Katie spent a lot of time on the way out explaining “what whales do” and what we were to watch for. The birds, from their vantage point above, spot schools of fish below, and the whales from below watch the birds watching the fish; then everything comes together; it’s chow time. But no patron of McDonalds ever had an idea as clever as what the whales do next. It’s called “bubble net feeding.”

Sam’s Photo

The whales circle the school of fish from below (it takes teamwork to pull this off); then they begin singing and blowing bubbles, scaring the fish and trapping them in a tight school inside a bubble “net.” Suddenly, whoosh! The whales swim up through the fish with mouths wide open, gobbling up their banquet and lunging out of the water as they close their mouths. What a sight! We oohed and aahed and endlessly clicked cameras as Sue and her friends lunged and plunged right before our eyes, again and again and again. (My camera always caught them two seconds too late.) Humpback whales are about 45 feet long and weigh about 45 tons; we counted fourteen of them working together to feed, each time lifting at least a third of their body out of the water. Too cool!

They are taking in a lot of water while they do that, you’re thinking, and you’re right. But humpbacks are baleen whales, which means they have “grooves” on the lower side of their jaw and neck. These grooves expand like an accordion as the whale feeds (like Uncle Morrie’s elastic-waist pants); a whale can take in hundreds of gallons of water and food at one time. After this thrilling lunge up, the whale closes its mouth on the way back down and uses its tongue to force the water out through baleen plates that work like a sieve, trapping the yummy krill, herring, sardines, and mackerel inside. Big Gulp!

The whale eases back into the water in a gentle curve, giving a satisfied flip of its tail. But I err in referring to a whales “tail” – the correct term is “fluke” and that’s the way you know Who’s Who in the whale neighborhood. The fluke may be as much as 18 feet across and is serrated along its trailing edge; flukes may be gray, white or black, or combinations thereof, each one unique. That’s how Katie knew she’d spotted “Sue” off in the distance – whales that are tracked have ID’s on file; the markings on the flukes are as distinctive as fingerprints. “If you get a photo of a whale’s fluke and want to know who it is, just look it up on the internet,” Katie had explained to us earlier.

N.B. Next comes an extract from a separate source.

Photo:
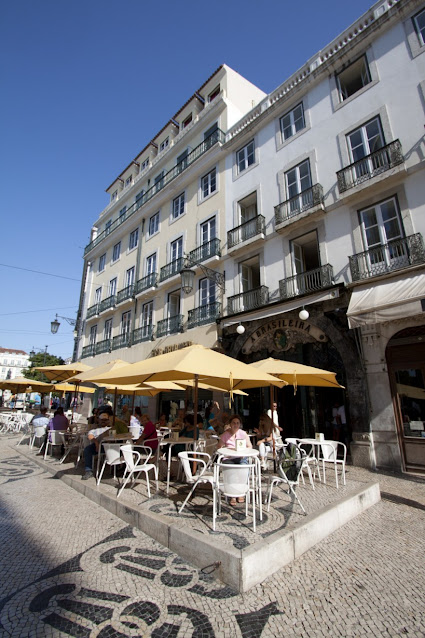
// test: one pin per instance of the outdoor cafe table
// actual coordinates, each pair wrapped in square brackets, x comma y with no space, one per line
[251,453]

So you see, Captain Larry already knew where Sue liked to feed. When Sue was spotted, he knew just where to position our boat to watch “Whale Lunch.” “Can we go to McDonalds when we get back?” Sam asked at the end of our spectacular afternoon. “I’m getting hungry.”

Sam and I were on the Whale Watching Tour offered by Orca Enterprises in Juneau; “whale sighting guaranteed” was the promise on the website. Our boat, the “Orca Odysea” was “mammal friendly” and “handicap accessible” and there were in fact two wheelchaired passengers on board. Captain Larry himself pushed both of them to the back deck for the very best view when our whales started feeding. The boat didn’t have a propeller that might injure any animal in the water, he explained to me when I asked what made it “animal safe.”

A bus picked us up at our hotel for the 30-minute ride to Auke Bay; we cruised along the shoreline of Admiralty Island, which has the largest concentration of Alaskan Brown Bears and nesting Bald Eagles in the world. Because we were in the Inside Passage, the waters were calm; we were surrounded by the Chilkat Mountains and a few glaciers. Plenty of photo ops, including “Seals on a Buoy” which brought a laugh from everyone; one seal kept swimming around looking for a spot but nobody would move over to let him on.

Captain Larry was fun, low-key and quiet; he’s internationally known and is considered the most experienced and professional whale watching captain in Southeast Alaska. We were tickled to see he first got interested in whales as a child in Washington’s Puget Sound, our home waters.